Kilkenny, beaten by Cork in the Allianz League relegation play-off game, met the Munster champions again 10 days later in the Kieran O’Connor benefit game. That was just nine days after Ballyhale’s club win but Mullen lined out in a strong Kilkenny team that were beaten 1-27 to 0-23.
“It was my first game,” said Mullen, who captained the Kilkenny minors to the Leinster title in 2017, scoring 3-38 in that campaign.
Work hard
“It was obviously a great achievement but you can’t really think of that going out to play the match. You just have to put the head down and work hard, don’t get caught up in all of that. Things probably didn’t go well for us but it was nice to get out there and nice to experience it.”
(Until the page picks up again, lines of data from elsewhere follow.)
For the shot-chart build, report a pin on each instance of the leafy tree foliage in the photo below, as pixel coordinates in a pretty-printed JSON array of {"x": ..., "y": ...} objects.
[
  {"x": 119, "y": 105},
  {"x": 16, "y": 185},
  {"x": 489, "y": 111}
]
Shefflin, naturally, had a word in Mullen’s ear beforehand.
“Henry has been great to me throughout the year to be fair, giving me advice in all aspects of hurling and life really,” said Mullen, cousin of Kilkenny icons Colin and Michael Fennelly.
“He’d have a few quiet words with you and just tell you what to be expecting, just continue to work hard really. That’s his motto, just work hard and everything else will follow.”
After a couple of fallow years, Kilkenny aren’t many people’s championship favourites though Mullen, given the company he has been keeping and his family lineage, is optimistic.
“Obviously we believe as players we can beat anyone on our day, you kind of just block out what everyone else is saying,” he said. “We just concentrate on ourselves and try to do our best every day we go out. If our best isn’t good enough, so be it.”